While the Bitter Lesson might be true and a powerful driver for the ease of working on singleton, generalist large monolithic systems over smaller, specialized ones, science doesn’t always (some might say very rarely!) follow the most optimal path.
There are many possible paradigms that we could be in, and the current one is among the worse ones for safety. For instance, we could be in a symbolic paradigm, or a paradigm that focuses on factoring problems and using smaller LSTMs to solve them. Of course, there do exist worse paradigms, such as a pure RL non-language based singleton paradigm.
In any case, we think the trajectory of the field got determined once GPT-2 and 3 brought scaling into the limelight, and if those didn’t happen or memetics went another way, we could be in a very very different world.
My best guess is that this is true, but I think there are outside-view reasons to be cautious.
We have some preliminary, unpublished work[1] at AI Impacts trying to distinguish between two kinds of progress dynamics for technology:
There’s an underlying progress trend, which only depends on time, and the technologies we see are sampled from a distribution that evolves according to this trend. A simple version of this might be that the goodness G we see for AI at time t is drawn from a normal distribution centered on Gc(t) = G0exp(At). This means that, apart from how it affects our estimate for G0, A, and the width of the distribution, our best guess for what we’ll see in the non-immediate future does not depend on what we see now.
There’s no underlying trend “guiding” progress. Advances happen at random times and improve the goodness by random amounts. A simple version of this might be a small probability per day that an advancement occurs, which is then independently sampled from a distribution of sizes. The main distinction here is that seeing a large advance at time t0 does decrease our estimate for the time at which enough advances have accumulated to reach goodness level G_agi.
(A third hypothesis, of slightly lower crudeness level, is that advances are drawn without replacement from a population. Maybe the probability per time depends on the size of remaining population. This is closer to my best guess at how the world actually works, but we were trying to model progress in data that was not slowing down, so we didn’t look at this.)
Obviously neither of these models describes reality, but we might be able to find evidence about which one is less of a departure from reality.

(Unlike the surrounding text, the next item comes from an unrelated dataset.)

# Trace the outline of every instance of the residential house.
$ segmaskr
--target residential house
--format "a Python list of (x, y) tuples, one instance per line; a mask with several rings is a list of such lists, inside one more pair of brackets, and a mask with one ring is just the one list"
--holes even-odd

When we looked at data for advances in AI and other technologies, we did not find evidence that the fractional size of advance was independent of time since the start of the trend or since the last advance. In other words, in seems to be the case that a large advance at time t0 has no effect on the (fractional) rate of progress at later times.
Some caveats:
This work is super preliminary, our dataset is limited in size and probably incomplete, and we did not do any remotely rigorous statistics.

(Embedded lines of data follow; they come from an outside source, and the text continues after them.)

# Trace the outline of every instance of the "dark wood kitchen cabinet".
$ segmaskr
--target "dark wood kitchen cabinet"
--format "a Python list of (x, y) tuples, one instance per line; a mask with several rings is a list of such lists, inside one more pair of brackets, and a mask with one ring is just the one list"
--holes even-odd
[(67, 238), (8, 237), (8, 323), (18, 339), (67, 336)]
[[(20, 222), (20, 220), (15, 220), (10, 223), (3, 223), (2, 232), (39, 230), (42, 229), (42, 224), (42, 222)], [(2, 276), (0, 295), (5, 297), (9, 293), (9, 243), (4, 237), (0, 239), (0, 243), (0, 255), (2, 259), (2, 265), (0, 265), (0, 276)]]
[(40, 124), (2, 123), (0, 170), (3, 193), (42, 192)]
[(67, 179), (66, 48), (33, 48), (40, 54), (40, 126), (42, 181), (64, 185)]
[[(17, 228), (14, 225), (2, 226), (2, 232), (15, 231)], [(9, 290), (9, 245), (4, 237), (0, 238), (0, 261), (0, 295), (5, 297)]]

This was motivated by progress trends that mostly tracked an exponential, so progress that approaches the inflection point of an S-cure might behave differently
These hypotheses were not chosen in any way more principled than “it seems like many people have implicit models like this” and “this seems relatively easy to check, given the data we have”

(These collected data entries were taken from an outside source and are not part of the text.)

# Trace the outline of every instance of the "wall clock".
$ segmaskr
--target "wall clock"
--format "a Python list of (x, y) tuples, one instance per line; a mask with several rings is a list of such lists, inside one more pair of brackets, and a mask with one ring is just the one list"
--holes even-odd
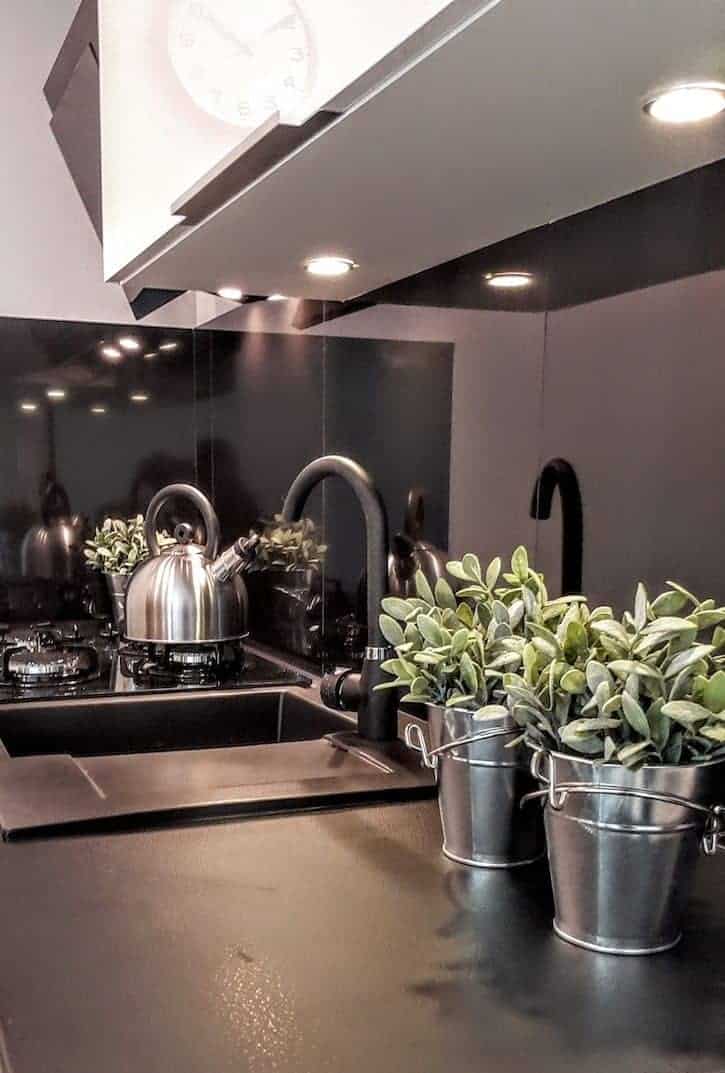
[(253, 129), (299, 111), (312, 89), (312, 35), (297, 0), (170, 0), (168, 50), (208, 115)]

Also, I asked Bing Chat about this yesterday and it gave me some economics papers that, at a glance, seem much better than what I’ve been able to find previously. So my views on this might change.
It’s unpublished because it’s super preliminary and I haven’t been putting more work into it because my impression was that this wasn’t cruxy enough to be worth the effort. I’d be interested to know if this seems important to others.
It’s pretty hard to predict the outcome of “raising awareness of problem X” ahead of time. While it might be net good right now because we’re in a pretty bad spot, we have plenty of examples from the past where greater awareness of AI risk has arguably led to strongly negative outcomes down the line, due to people channeling their interest in the problem into somehow pushing capabilities even faster and harder.